A positive recommendation for dabigatran appears likely based on the extremely benign briefing documents posted by the FDA in preparation for Monday’s meeting of the Cardiovascular and Renal Drugs Advisory Committee. The panel will discuss the NDA for dabigatran (Pradaxa, Boehringer Ingelheim) for the prevention of stroke in patients with AF.

The conclusions and recommendations of the reviewers suggest that panel members will have an easy time approving the drug. The hard work for the day will involve dosing issues and the precise language for the drug’s label.
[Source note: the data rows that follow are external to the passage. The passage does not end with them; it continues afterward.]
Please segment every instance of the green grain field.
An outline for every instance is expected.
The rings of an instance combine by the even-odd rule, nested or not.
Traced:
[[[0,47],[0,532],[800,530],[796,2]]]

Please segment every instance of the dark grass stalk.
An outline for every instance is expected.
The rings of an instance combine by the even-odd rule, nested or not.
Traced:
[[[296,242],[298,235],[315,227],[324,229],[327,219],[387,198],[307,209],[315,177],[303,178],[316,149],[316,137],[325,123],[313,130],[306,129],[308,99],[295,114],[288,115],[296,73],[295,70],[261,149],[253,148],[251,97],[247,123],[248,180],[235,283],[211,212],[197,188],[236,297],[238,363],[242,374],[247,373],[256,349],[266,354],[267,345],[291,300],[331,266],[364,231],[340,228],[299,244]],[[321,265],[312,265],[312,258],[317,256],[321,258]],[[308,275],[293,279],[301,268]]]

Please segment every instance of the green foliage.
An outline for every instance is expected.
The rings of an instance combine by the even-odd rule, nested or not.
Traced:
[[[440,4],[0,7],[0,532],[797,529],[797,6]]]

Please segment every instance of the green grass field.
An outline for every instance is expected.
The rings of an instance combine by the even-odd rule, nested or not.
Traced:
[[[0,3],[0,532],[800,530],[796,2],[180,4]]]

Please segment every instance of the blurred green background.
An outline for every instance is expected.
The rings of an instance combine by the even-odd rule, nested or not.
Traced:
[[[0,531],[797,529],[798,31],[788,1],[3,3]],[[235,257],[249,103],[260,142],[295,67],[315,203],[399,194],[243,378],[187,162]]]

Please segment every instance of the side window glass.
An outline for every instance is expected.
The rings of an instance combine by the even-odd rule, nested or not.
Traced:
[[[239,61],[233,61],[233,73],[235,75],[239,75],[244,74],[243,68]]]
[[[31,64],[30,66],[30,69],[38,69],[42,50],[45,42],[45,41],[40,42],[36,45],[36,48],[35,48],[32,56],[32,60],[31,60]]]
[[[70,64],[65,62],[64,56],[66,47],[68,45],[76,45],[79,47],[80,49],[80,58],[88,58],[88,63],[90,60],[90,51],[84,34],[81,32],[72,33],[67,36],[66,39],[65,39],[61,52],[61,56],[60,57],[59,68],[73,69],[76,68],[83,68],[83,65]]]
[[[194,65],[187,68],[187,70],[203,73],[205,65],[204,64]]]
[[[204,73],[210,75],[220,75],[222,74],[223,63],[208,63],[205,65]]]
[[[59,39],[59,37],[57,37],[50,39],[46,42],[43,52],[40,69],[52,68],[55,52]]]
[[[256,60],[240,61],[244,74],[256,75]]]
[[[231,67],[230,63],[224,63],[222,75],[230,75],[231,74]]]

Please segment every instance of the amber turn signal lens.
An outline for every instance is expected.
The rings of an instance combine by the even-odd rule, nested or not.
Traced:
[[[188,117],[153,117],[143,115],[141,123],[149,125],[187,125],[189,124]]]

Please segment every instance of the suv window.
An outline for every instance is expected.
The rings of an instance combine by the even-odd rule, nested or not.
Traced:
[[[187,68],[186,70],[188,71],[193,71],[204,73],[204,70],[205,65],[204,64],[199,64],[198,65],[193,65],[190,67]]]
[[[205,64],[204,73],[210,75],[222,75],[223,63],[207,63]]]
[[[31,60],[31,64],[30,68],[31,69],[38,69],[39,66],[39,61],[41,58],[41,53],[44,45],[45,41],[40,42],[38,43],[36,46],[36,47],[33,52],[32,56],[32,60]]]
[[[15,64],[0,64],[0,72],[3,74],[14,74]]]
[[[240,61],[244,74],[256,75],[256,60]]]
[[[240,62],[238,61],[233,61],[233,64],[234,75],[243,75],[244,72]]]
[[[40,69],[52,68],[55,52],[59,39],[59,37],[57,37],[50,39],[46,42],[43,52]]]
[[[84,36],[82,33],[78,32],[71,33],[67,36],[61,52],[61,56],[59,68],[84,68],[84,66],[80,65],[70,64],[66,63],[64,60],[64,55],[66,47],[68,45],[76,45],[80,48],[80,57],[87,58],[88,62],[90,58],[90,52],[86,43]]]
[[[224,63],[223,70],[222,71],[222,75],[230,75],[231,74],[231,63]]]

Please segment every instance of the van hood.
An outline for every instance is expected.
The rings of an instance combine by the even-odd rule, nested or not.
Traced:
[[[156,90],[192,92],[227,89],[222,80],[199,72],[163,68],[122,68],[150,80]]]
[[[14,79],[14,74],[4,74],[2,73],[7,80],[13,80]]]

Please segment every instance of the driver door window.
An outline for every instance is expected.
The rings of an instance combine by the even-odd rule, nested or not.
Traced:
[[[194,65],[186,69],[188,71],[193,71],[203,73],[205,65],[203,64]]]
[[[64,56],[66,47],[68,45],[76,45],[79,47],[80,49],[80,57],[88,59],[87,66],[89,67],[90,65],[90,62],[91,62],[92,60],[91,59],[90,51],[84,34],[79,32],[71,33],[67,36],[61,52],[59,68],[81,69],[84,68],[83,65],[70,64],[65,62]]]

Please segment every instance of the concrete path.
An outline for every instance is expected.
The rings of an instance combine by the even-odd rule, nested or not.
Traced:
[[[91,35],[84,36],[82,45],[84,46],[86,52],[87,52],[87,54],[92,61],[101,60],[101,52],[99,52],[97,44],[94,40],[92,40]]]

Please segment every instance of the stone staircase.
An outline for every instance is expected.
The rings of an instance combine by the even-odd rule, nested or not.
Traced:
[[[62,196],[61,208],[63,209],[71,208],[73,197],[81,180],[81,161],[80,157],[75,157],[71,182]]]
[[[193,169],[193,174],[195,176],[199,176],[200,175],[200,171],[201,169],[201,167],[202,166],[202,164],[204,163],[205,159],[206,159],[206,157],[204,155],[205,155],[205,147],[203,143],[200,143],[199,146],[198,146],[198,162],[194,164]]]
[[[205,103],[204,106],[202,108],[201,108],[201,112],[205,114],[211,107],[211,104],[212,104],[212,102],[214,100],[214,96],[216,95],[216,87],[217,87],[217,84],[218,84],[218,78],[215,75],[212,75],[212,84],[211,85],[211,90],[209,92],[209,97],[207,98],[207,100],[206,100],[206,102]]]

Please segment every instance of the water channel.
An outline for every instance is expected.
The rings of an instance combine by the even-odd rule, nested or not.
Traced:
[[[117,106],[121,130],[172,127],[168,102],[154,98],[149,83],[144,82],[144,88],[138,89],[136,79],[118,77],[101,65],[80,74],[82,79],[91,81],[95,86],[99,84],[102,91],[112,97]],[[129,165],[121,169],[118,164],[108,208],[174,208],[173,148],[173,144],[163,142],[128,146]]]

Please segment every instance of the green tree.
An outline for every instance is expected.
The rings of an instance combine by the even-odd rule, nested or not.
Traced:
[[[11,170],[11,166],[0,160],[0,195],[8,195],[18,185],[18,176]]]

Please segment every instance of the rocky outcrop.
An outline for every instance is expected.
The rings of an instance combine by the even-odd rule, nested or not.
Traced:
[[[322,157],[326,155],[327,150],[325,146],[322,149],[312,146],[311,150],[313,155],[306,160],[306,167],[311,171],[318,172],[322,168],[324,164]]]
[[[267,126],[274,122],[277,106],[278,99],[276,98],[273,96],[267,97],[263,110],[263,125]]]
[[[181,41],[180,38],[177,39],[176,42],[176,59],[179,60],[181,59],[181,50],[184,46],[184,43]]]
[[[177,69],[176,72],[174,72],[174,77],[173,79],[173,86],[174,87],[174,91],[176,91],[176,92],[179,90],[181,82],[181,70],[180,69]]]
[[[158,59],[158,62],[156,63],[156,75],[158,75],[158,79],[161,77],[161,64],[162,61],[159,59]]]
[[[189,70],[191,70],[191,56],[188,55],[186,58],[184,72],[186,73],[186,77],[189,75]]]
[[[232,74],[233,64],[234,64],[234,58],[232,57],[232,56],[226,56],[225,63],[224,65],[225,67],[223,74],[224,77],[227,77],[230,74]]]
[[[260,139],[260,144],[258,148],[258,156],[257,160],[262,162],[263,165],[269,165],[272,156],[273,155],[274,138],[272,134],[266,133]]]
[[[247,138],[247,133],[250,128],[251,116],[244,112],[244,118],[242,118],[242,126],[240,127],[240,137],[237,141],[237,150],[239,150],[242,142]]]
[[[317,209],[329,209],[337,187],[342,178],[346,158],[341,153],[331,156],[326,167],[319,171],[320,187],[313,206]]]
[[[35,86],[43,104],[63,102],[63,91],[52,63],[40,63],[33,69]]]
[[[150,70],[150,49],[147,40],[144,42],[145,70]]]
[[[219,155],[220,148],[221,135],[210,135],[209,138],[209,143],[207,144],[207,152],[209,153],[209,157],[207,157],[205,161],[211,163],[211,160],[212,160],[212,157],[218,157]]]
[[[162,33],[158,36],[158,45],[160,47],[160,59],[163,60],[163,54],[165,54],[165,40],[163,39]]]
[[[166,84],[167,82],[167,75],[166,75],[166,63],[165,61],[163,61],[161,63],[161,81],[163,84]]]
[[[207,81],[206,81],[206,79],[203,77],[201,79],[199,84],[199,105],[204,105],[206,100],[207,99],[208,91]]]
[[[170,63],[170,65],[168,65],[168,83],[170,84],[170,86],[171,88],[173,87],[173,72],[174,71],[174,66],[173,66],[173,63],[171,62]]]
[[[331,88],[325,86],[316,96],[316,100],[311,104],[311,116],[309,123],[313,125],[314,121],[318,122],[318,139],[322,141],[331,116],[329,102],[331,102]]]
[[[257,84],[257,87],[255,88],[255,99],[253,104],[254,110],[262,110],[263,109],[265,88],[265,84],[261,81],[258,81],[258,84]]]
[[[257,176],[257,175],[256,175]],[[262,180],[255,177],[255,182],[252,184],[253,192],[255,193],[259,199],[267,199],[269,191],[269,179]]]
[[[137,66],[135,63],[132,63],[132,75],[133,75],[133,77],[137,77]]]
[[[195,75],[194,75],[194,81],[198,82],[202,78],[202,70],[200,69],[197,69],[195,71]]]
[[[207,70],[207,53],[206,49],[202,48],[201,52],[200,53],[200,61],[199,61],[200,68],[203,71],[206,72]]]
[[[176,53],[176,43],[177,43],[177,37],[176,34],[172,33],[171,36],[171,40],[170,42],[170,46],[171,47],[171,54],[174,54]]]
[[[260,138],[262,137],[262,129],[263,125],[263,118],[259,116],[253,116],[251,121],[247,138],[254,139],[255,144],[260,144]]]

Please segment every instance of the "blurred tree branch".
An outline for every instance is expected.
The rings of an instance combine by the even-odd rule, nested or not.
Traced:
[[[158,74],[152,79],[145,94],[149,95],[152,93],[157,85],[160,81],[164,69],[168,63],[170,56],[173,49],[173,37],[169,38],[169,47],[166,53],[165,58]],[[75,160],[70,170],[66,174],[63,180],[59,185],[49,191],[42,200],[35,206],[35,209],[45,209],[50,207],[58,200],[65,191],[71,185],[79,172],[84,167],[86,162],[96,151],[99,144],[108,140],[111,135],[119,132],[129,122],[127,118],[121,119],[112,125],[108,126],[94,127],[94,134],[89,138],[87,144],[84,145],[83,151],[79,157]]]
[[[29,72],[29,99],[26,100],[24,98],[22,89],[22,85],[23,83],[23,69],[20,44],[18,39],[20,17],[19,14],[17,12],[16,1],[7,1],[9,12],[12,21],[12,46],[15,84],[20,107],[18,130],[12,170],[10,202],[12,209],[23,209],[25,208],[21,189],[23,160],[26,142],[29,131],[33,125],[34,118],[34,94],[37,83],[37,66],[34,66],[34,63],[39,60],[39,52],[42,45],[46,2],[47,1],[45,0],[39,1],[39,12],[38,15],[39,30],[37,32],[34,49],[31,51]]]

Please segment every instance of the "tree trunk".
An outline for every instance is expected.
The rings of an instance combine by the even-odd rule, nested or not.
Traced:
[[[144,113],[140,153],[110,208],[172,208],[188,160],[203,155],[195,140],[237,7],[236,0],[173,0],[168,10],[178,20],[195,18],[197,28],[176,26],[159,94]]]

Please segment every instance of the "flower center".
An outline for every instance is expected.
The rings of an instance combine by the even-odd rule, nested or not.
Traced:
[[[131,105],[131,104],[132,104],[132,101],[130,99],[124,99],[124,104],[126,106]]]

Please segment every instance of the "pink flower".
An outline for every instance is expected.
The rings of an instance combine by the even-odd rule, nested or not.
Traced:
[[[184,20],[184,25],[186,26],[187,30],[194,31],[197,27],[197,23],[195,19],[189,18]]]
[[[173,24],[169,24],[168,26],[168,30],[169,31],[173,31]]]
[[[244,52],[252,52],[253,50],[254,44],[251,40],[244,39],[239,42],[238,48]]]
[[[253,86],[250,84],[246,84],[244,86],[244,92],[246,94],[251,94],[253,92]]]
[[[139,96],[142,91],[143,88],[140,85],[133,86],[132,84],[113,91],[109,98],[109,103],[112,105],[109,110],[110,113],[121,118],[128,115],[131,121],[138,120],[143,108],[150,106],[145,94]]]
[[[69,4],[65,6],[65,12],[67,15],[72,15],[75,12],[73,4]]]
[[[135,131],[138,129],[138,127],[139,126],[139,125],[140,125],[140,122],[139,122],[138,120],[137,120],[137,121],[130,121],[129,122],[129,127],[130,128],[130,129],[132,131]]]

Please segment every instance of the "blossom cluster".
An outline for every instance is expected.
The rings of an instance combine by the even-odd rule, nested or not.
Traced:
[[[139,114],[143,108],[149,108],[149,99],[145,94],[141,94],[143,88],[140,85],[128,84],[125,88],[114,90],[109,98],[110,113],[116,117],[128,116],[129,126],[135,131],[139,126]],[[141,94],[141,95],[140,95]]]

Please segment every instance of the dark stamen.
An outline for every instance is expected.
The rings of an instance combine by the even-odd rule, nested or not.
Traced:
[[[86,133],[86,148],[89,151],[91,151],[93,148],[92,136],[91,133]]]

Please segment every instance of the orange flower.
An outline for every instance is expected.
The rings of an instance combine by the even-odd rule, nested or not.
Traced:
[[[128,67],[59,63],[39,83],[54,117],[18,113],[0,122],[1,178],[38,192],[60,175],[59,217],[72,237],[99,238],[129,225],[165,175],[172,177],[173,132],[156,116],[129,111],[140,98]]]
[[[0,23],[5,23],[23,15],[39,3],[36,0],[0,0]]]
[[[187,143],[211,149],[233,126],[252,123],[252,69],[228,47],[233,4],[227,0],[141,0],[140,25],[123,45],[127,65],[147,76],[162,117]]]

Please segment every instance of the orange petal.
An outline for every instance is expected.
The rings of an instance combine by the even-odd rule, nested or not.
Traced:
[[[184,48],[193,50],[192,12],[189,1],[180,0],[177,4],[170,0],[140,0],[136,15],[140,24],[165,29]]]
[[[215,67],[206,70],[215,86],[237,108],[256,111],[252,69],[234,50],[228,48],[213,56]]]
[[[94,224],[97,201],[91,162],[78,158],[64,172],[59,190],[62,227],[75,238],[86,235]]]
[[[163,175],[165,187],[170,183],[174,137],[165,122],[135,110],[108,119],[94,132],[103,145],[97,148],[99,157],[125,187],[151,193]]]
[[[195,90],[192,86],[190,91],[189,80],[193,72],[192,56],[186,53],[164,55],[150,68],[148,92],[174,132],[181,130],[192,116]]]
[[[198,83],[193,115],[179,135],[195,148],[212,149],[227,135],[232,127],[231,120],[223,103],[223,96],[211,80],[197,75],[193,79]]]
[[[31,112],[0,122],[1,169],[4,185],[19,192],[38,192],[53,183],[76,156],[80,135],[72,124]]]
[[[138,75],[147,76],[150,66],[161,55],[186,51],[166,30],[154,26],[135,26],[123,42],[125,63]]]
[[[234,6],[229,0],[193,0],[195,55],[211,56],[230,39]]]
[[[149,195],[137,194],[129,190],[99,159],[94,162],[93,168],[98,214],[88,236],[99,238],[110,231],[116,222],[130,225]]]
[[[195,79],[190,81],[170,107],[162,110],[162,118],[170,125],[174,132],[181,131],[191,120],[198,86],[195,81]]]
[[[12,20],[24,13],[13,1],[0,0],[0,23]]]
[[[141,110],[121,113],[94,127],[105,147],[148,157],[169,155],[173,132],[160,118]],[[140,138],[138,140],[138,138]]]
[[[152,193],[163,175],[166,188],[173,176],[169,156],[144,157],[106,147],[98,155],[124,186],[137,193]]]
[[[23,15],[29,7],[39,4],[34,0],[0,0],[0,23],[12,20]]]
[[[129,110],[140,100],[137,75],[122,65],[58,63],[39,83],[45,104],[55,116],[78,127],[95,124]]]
The clinical review has this recommendation:

Dabigatran should be approved for the prevention of stroke and systemic embolism in patients with atrial fibrillation. The 150 mg dose of dabigatran should be approved but not the 110 mg dose. A superiority claim over warfarin should not be granted.

Several reviewers pointed out that a higher dose of dabigatran may be even more effective and as safe as warfarin, and urged that the company perform a clinical trial with this dose. The statistical reviewer termed the findings of RE-LY “very robust.”

An addendum to the clinical review raises a new concern about a higher rate of MI in the RE-LY trial for patients on dabigatran, but this does not appear to be likely to be a roadblock to approval. The reviewer “recommends describing the higher rate of MI with dabigatran in the label,” and notes that the ongoing trials with dabigatran in ACS “will likely provide a more definitive answer to this question.”

The acting chair of the panel will be A. Michael Lincoff. His boss at the Cleveland Clinic, Steve Nissen, will also be a voting member, as will Sanjay Kaul and Darren McGuire. I would expect that Nissen will want to demonstrate that he’s no Dr. No and though he may ask some hard questions I would predict that he will agree with most of the panel and recommend approval.